2021 marks 55 years since deadly UT Tower Shooting

August 1 marks 55 years since the warm Austin morning when just before noon 25-year old engineering student and former marine Charles Whitman took an elevator to the top of The University of Texas Tower and killed 16 people including an unborn child and injured 31 others in the span of 96 minutes. 

One victim originally injured in the massacre died from complications related to his injuries in 2001, considered the 17th death of the shooting. Whitman had already killed his wife and mother earlier that morning before he made his way to the UT Campus.

The shooting remained the deadliest shooting on a college campus for over 40 years until The Virginia Tech Shooting in 2007.

A special report aired by KTBC that day shows students ducking behind vehicles, running from gunfire, and even some brave individuals running into the gunfire to save those who were wounded and lying in the open.

Brehan Ellison, a Vietnam veteran, was one of the men risking his life to save others on that day in 1966. KTBC news editor Charles Ward was able to ask him in the middle of all the terror: "What did you have to do?"

"Run hard and keep low," said Ellison as gunfire echoed around him. "The last one he was dead . . . he was hard to pick up. Too limp. Not like someone who's knocked out. "

Claire Wilson was the first person shot by Whitman from the tower. Wilson, who was 8 months pregnant, would survive but her unborn child was killed. 

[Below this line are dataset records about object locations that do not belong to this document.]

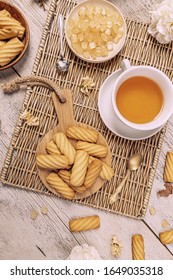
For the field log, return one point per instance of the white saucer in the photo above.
(109, 117)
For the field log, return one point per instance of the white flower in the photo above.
(161, 26)
(84, 252)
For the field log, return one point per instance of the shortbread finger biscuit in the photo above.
(52, 162)
(79, 169)
(8, 33)
(10, 50)
(168, 172)
(65, 176)
(166, 237)
(52, 149)
(86, 223)
(5, 13)
(107, 171)
(65, 146)
(11, 23)
(92, 173)
(92, 149)
(2, 43)
(81, 133)
(57, 183)
(138, 252)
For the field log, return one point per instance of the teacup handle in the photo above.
(125, 64)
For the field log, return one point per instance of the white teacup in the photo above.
(160, 79)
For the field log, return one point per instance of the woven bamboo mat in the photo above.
(19, 168)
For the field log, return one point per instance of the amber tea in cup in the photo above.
(139, 99)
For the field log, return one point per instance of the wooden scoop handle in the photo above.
(64, 111)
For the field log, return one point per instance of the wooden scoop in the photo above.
(65, 117)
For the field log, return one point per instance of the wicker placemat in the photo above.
(140, 48)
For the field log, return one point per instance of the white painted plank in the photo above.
(50, 233)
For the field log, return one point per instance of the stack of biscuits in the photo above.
(75, 169)
(11, 34)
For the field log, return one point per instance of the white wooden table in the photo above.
(48, 237)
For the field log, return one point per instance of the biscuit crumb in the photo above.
(152, 211)
(44, 210)
(116, 246)
(165, 224)
(34, 214)
(29, 118)
(86, 85)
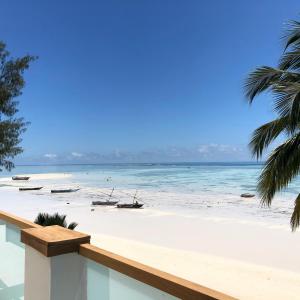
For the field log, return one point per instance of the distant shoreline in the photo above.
(220, 163)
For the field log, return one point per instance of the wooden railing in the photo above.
(168, 283)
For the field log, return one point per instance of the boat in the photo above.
(20, 177)
(104, 202)
(247, 195)
(130, 205)
(65, 191)
(134, 204)
(31, 188)
(107, 202)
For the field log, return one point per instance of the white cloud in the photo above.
(50, 155)
(76, 154)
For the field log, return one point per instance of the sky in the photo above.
(142, 81)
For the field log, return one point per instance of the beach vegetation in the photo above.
(45, 219)
(11, 84)
(283, 83)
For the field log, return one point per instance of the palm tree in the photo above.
(283, 82)
(45, 219)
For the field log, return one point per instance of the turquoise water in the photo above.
(210, 189)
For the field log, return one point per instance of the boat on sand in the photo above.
(20, 178)
(30, 188)
(64, 191)
(134, 204)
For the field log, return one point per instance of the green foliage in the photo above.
(45, 219)
(283, 82)
(11, 85)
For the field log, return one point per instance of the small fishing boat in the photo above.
(31, 188)
(109, 203)
(134, 204)
(64, 191)
(20, 177)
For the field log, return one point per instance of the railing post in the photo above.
(53, 268)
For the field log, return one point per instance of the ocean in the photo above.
(194, 189)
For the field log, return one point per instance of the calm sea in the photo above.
(206, 189)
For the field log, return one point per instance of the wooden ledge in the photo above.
(19, 222)
(53, 240)
(173, 285)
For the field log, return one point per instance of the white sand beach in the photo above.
(243, 258)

"My son Cirock says 'Mom, we'll get to raise that baby in heaven, I'll have a brother,'" said Wilson when she spoke with FOX 7 in 2016.

The massacre came to an end when APD officers Ray Martinez and Houston McCoy, assisted by other officers and a civilian, reached the observation deck and killed Charles Whitman. 

According to the Austin History Center, a malignant tumor was found in Whitman's brain after his death. It could not be determined whether this was a cause for his violent behavior

In 2016 a memorial was placed in the Tower Garden to stand as a tribute to those that lost their lives that day, including the shooter's wife and mother.